Жизнь двенадцати цезарей
Шрифт:
43. В самом начале восстания, говорят, он лелеял замыслы самые чудовищные, но вполне отвечавшие его нраву. Всех начальников провинций и войска он хотел убить и сменить как соучастников и единомышленников заговора; всех изгнанников и всех живших в Риме галлов перерезать – одних, чтобы не примкнули к восстанию, других как сообщников и пособников своих земляков; галльские провинции отдать на растерзание войскам; весь сенат извести ядом на пирах; столицу поджечь, а на улицы выпустить диких зверей, чтобы труднее было спастись. (2) Отказавшись от этих замыслов – не столько из стыда, сколько из-за неуверенности в успехе – и убедившись, что война неизбежна, он сместил обоих консулов [156] раньше срока и один занял их место, ссылаясь на пророчество, что Галлию может завоевать только консул. И уже вступив в должность, уходя однажды с пира, поддерживаемый друзьями, он заявил, что как только они будут в Галлии, он выйдет навстречу войскам безоружный и одними своими слезами склонит мятежников к раскаянью, а на следующий день, веселясь среди общего веселья, споет победную песнь, которую должен сочинить заранее.
156. Сместил
44. Готовясь к походу, он прежде всего позаботился собрать телеги для перевозки театральной утвари, а наложниц, сопровождавших его, остричь по-мужски и вооружить секирами и щитами, как амазонок. Потом он объявил воинский набор по городским трибам, но никто годный к службе не явился; тогда он потребовал от хозяев известное число рабов и отобрал из челяди каждого только самых лучших, не исключая даже управляющих и писцов. (2) Всем сословиям приказал он пожертвовать часть своего состояния, а съемщикам частных домов и комнат – немедля принести годовую плату за жилье в императорскую казну. С великой разборчивостью и строгостью он требовал, чтобы монеты были неистертые, серебро переплавленное, золото пробованное; и многие даже открыто отказывались от всяких приношений, в один голос предлагая ему лучше взыскать с доносчиков выданные им награды. 45. Еще более стал он ненавистен, стараясь нажиться и на дороговизне хлеба: так, однажды в голодное время александрийский корабль, о прибытии которого было объявлено, оказался нагружен песком [157] для гимнастических состязаний.

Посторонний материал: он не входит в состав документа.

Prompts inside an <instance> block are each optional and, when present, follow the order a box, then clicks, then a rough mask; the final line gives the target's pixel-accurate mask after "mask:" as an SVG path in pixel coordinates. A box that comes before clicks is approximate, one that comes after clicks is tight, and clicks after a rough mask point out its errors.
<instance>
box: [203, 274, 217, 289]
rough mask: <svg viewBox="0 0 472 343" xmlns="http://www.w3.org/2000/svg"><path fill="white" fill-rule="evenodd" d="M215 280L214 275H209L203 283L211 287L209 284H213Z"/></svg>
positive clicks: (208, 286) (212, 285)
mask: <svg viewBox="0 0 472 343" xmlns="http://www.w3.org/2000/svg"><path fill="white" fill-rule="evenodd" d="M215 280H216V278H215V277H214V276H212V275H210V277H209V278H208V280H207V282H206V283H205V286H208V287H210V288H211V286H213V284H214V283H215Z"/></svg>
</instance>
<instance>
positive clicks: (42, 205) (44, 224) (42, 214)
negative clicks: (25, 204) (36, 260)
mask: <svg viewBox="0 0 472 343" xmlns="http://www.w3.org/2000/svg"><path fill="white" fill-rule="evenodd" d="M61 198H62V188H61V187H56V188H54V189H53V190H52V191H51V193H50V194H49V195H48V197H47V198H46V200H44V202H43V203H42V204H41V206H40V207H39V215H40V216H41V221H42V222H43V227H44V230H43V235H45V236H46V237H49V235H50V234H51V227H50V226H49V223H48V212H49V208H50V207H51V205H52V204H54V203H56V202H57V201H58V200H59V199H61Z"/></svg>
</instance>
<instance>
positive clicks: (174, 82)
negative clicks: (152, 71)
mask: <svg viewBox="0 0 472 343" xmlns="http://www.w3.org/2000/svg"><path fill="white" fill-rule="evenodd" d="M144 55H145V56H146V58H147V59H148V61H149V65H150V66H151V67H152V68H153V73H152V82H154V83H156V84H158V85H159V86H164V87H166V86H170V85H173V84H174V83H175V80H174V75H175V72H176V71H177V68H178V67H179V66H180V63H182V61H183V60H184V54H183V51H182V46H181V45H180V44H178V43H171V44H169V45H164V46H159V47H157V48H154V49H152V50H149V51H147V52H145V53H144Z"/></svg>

157. Песком посыпали арену и обсыпались борцы при состязаниях; мелкий нильский песок при этом особенно ценился.
(2) Всем этим он возбудил такое негодование, что не было оскорблений, какими бы его ни осыпали. На макушку его статуи привязали хохол [158] с греческой надписью: «Вот и настоящее состязание! Теперь несдобровать!» [159] . Другой статуе на шею повесили мех с надписью: «Сделал я все, что мог; но ты мешка не минуешь» [160] . На колоннах писали, что своим пением он разбудил галльского петуха [161] . А по ночам многие нарочно затевали ссоры с рабами и без устали призывали Заступника [162] .
158. Хохол на макушке обычно носили атлеты.
159. «Теперь несдобровать» (et traderet tandem): все толкования неудовлетворительны, перевод по смыслу.
160. «Сделал я все…» – перевод по конъектуре Ховарда, восстанавливающей гекзаметр. Мешок – тот, в котором топили отцеубийц (см. Авг., примеч. 91).
161. Галльского петуха: по-латыни gallus одинаково значит и «петух» и «галл».
162. Имя Vindex по-латыни значит «Заступник» – одно из лиц судебного процесса.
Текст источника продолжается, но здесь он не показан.